Le maire a lutté pour empêcher que sa ville ne devienne une sorte de Lourdes ufologique, avec des ovnis en plastique à vendre à chaque coin de rue. Mais il veut toujours attirer les touristes, qu’ils viennent y passer une nuit ou deux. Pour relancer l’économie. Il n’y a même plus de magasin.
Et alors que la municipalité jongle avec un budget très modeste pour faire vivre Bugarach, on les traite de village de fous…
Oui, car à travers votre livre on découvre que, malgré sa renommée, c’est une ville en difficulté comme des milliers d’autres en France…
C’est aussi ce que nous voulions souligner. L’Aude est l’un des départements les plus pauvres de France. Et Bugarach, comme beaucoup d’autres, est touché par la désertification, le chômage, la désindustrialisation. Les jeunes se rendent en ville. Il n’y a plus de médecin à des kilomètres. L’unique classe de l’école ne tient qu’à un fil… Nous avons voulu replacer Bugarach dans un contexte social et raconter l’histoire du village avec la mémoire des anciens, pendant la seconde guerre mondiale, pendant l’exode rural, à travers les années 1980 et 1990. Voyez ce qu’il y avait derrière la montagne brillante.
Même dix ans après la fausse fin du monde, l’ésotérisme est-il toujours aussi présent dans la région ?
Toujours. Avec Covid, il a même connu une résurgence. Il y a une grande recherche de bien-être et surtout de réponses à des questions existentielles. Dans ce cadre on voit beaucoup de cures détox, de jeûnes, d’ateliers “sacré féminin”. On vient se “recharger” avec les énergies dégagées par le sommet. Cela peut sembler absurde, mais nous sommes dans une période où beaucoup de gens cherchent un peu de sens à tout. On voit beaucoup de femmes issues de milieux privilégiés qui viennent chercher un peu de magie. L’ésotérisme est très féminin car 8 adeptes sur 10 sont des femmes. Les hommes sont plus intéressés par l’ufologie et la chasse au trésor.
A tel point que vous vous êtes rendus tous les deux au cœur de la montagne lors d’une expédition de spéléologie pour vérifier si les rumeurs à son sujet étaient vraies ?
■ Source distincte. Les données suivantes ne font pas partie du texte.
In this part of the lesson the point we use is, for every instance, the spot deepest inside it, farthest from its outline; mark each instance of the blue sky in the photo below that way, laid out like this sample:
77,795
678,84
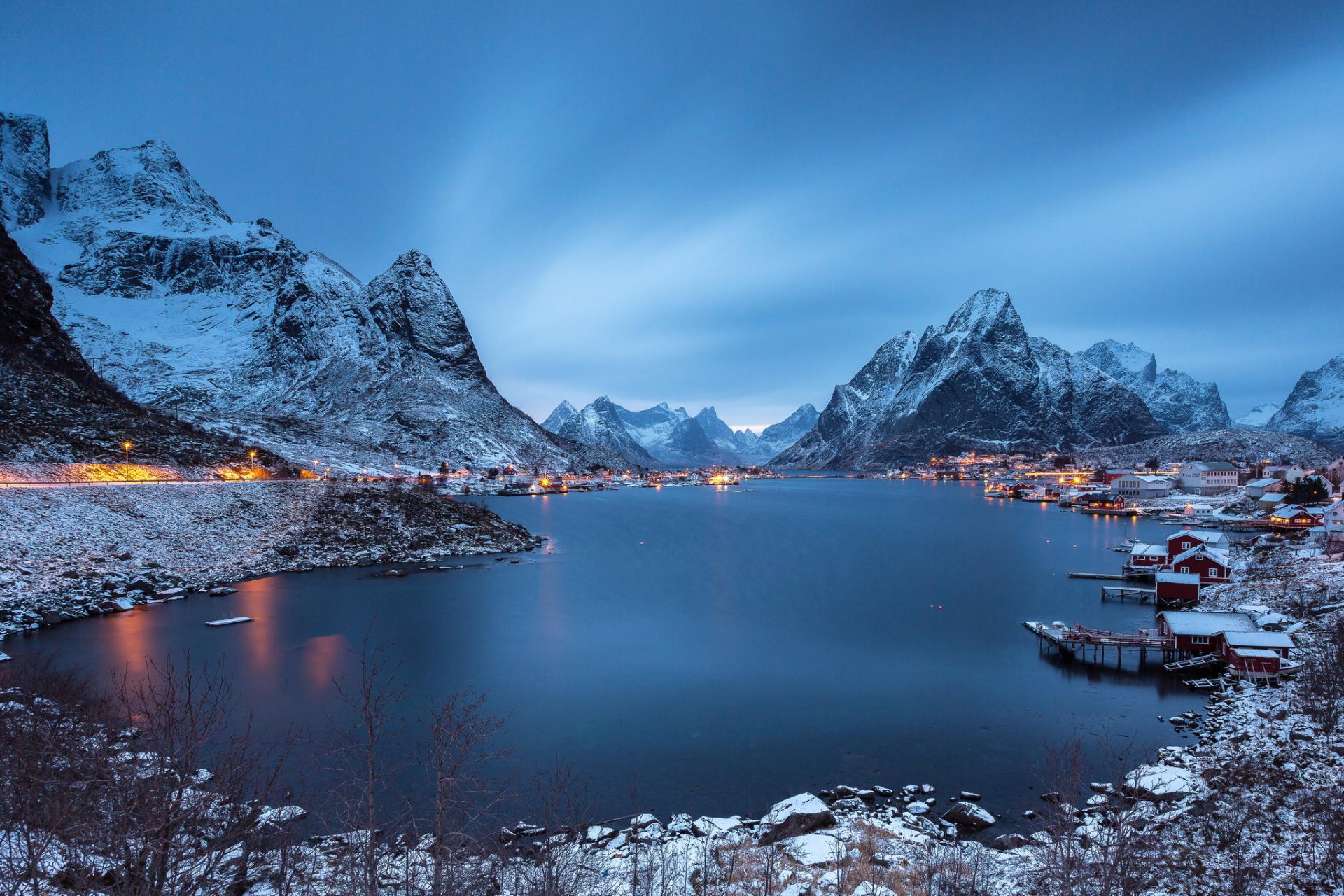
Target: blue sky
734,204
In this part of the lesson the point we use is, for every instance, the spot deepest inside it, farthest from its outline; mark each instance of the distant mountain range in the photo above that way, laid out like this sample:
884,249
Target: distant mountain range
662,437
125,270
234,327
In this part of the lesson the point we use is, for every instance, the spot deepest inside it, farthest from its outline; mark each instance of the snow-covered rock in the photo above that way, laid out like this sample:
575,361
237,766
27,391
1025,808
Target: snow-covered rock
813,849
1179,402
1315,409
1259,416
977,382
794,816
233,326
968,814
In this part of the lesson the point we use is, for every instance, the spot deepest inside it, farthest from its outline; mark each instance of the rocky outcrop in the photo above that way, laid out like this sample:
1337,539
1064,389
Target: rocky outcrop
977,383
600,425
662,437
1179,402
233,326
55,407
1315,409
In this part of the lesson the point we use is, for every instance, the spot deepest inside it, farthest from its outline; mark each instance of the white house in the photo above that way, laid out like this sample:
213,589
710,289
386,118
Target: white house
1142,485
1257,488
1208,477
1334,522
1287,472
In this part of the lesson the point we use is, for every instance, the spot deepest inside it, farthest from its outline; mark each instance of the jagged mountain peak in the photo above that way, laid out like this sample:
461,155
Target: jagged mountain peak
24,163
1177,400
987,311
1315,409
979,382
146,183
1110,355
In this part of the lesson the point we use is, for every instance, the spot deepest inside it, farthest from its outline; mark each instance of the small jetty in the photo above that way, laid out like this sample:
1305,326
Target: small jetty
1075,640
230,621
1120,593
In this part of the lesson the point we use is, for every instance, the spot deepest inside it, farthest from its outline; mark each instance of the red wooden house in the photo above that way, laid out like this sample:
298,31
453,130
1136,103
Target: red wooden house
1210,564
1256,654
1186,539
1176,587
1202,631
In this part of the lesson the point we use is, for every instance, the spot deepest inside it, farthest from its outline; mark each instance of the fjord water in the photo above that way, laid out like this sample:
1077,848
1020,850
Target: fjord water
711,650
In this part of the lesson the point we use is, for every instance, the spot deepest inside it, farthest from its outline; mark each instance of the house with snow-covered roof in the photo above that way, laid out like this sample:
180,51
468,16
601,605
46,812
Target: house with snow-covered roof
1208,477
1187,539
1257,488
1292,516
1212,566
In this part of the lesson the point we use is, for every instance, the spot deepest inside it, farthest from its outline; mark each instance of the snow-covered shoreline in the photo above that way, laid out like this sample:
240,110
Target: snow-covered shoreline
77,551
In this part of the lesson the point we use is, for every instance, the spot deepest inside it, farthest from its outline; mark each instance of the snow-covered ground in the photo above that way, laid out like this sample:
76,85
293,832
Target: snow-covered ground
73,551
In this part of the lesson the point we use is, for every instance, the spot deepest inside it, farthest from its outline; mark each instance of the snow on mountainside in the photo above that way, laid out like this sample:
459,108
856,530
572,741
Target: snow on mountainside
785,433
1257,416
668,438
600,425
1215,445
555,421
1315,409
977,382
55,409
1177,400
233,326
Oui, car c’est le centre de l’imaginaire. Au fil des ans, l’intérieur de cette montagne a toujours donné lieu à de nombreuses légendes. Trésors, hangars à OVNI, vortex, passage dans un monde parallèle… Nous avons fait notre travail de journalistes et nous y sommes allés pour démystifier la matière et avec l’envie de voir de nos propres yeux les kilomètres de galeries qui s’y trouvent et toute l’histoire de la spéléologie sur le site, qui reflète l’histoire du village. C’est une montagne qui, avant de devenir un lieu inquiet de la fin du monde, avait déjà intéressé les scientifiques et les paléontologues pour ce qu’elle est. Une montagne à l’envers. Nous voulions lancer une démarche scientifique.
Et qu’avez-vous trouvé au final ?
Une impasse! Car l’enquête n’est pas encore terminée. Et les anciens attendent qu’une nouvelle génération de jeunes spéléologues aventureux vienne poursuivre les recherches. En attendant, tous les fantasmes sont encore possibles.